Newton-Conjugate-Gradient (Newton-CG) method

The Newton-CG method (also called truncated Newton method) uses a modified CG to approximately solve the Newton equations. After a search direction is found, a line search is performed.

Requirements on the optimization problem

The optimization problem is required to implement Gradient and Hessian.

Reference

Jorge Nocedal and Stephen J. Wright (2006). Numerical Optimization. Springer. ISBN 0-387-30303-0.

Implementations

impl<L, F> NewtonCG<L, F>

where F: ArgminFloat,

pub fn new(linesearch: L) -> Self

Construct a new instance of NewtonCG

Example

let ncg: NewtonCG<_, f64> = NewtonCG::new(linesearch);

pub fn with_curvature_threshold(self, threshold: F) -> Self

Set curvature threshold

Defaults to 0.

Example

let ncg: NewtonCG<_, f64> = NewtonCG::new(linesearch).with_curvature_threshold(1e-6);

pub fn with_tolerance(self, tol: F) -> Result<Self, Error>

Set tolerance for the stopping criterion based on cost difference

Must be larger than 0 and defaults to EPSILON.

Example

let ncg: NewtonCG<_, f64> = NewtonCG::new(linesearch).with_tolerance(1e-6)?;

Trait Implementations

impl<L: Clone, F: Clone> Clone for NewtonCG<L, F>

fn clone(&self) -> NewtonCG<L, F>

Returns a copy of the value.

fn clone_from(&mut self, source: &Self)

Performs copy-assignment from source.

impl<'de, L, F> Deserialize<'de> for NewtonCG<L, F>

where L: Deserialize<'de>, F: Deserialize<'de>,

fn deserialize<__D>(__deserializer: __D) -> Result<Self, __D::Error>

where __D: Deserializer<'de>,

Deserialize this value from the given Serde deserializer.

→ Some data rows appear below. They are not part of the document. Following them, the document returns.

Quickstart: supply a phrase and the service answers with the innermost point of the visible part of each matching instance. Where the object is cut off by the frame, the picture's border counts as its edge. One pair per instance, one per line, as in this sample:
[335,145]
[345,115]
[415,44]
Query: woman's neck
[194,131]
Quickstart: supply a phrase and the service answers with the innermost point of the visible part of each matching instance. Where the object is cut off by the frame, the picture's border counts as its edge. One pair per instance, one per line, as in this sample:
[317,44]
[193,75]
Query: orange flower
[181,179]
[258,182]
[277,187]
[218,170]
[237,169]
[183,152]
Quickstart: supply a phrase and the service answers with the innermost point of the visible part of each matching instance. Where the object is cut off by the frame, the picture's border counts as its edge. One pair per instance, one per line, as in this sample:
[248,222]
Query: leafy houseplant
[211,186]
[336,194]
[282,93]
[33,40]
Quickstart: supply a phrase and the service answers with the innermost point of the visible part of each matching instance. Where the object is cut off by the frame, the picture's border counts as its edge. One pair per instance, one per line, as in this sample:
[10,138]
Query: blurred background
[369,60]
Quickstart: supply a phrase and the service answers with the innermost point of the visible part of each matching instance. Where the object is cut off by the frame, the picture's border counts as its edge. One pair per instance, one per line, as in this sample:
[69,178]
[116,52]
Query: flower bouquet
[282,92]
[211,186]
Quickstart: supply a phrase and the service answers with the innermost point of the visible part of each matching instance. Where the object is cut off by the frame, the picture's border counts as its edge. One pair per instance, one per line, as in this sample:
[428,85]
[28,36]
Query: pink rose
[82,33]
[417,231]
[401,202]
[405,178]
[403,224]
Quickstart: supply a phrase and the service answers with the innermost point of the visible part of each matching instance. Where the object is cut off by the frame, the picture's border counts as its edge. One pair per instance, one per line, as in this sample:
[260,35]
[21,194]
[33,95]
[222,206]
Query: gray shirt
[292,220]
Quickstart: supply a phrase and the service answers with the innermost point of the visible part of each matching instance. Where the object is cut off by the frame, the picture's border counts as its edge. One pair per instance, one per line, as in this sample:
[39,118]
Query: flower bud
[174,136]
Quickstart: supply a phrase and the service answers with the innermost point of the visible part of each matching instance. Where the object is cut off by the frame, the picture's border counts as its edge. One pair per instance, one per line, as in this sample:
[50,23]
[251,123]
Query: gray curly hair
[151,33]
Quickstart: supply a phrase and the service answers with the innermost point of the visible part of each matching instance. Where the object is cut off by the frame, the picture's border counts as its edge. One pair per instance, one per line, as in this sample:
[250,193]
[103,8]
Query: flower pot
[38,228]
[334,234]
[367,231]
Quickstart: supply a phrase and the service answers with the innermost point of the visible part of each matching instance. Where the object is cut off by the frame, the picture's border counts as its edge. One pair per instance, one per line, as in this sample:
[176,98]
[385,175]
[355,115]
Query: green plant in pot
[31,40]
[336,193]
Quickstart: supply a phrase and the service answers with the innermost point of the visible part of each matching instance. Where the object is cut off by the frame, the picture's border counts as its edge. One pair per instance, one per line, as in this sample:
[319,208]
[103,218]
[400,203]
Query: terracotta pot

impl<L, F> Serialize for NewtonCG<L, F>

where L: Serialize, F: Serialize,

fn serialize<__S>(&self, __serializer: __S) -> Result<__S::Ok, __S::Error>

where __S: Serializer,

Serialize this value into the given Serde serializer.

impl<O, L, P, G, H, F> Solver<O, IterState<P, G, (), H, (), F>> for NewtonCG<L, F>

where O: Gradient<Param = P, Gradient = G> + Hessian<Param = P, Hessian = H>, P: Clone + ArgminSub<P, P> + ArgminDot<P, F> + ArgminScaledAdd<P, F, P> + ArgminMul<F, P> + ArgminConj + ArgminZeroLike, G: ArgminL2Norm<F> + ArgminMul<F, P>, H: Clone + ArgminDot<P, P>, L: Clone + LineSearch<P, F> + Solver<O, IterState<P, G, (), (), (), F>>, F: ArgminFloat + ArgminL2Norm<F>,

fn name(&self) -> &str

Name of the solver. Mainly used in Observers.

fn next_iter( &mut self, problem: &mut Problem<O>, state: IterState<P, G, (), H, (), F> ) -> Result<(IterState<P, G, (), H, (), F>, Option<KV>), Error>

Computes a single iteration of the algorithm and has access to the optimization problem definition and the internal state of the solver. Returns an updated state and optionally a KV which holds key-value pairs used in Observers.

fn terminate( &mut self, state: &IterState<P, G, (), H, (), F> ) -> TerminationStatus

Used to implement stopping criteria, in particular criteria which are not covered by (terminate_internal.

fn init( &mut self, _problem: &mut Problem<O>, state: I ) -> Result<(I, Option<KV>), Error>

Initializes the algorithm.

fn terminate_internal(&mut self, state: &I) -> TerminationStatus

Checks whether basic termination reasons apply.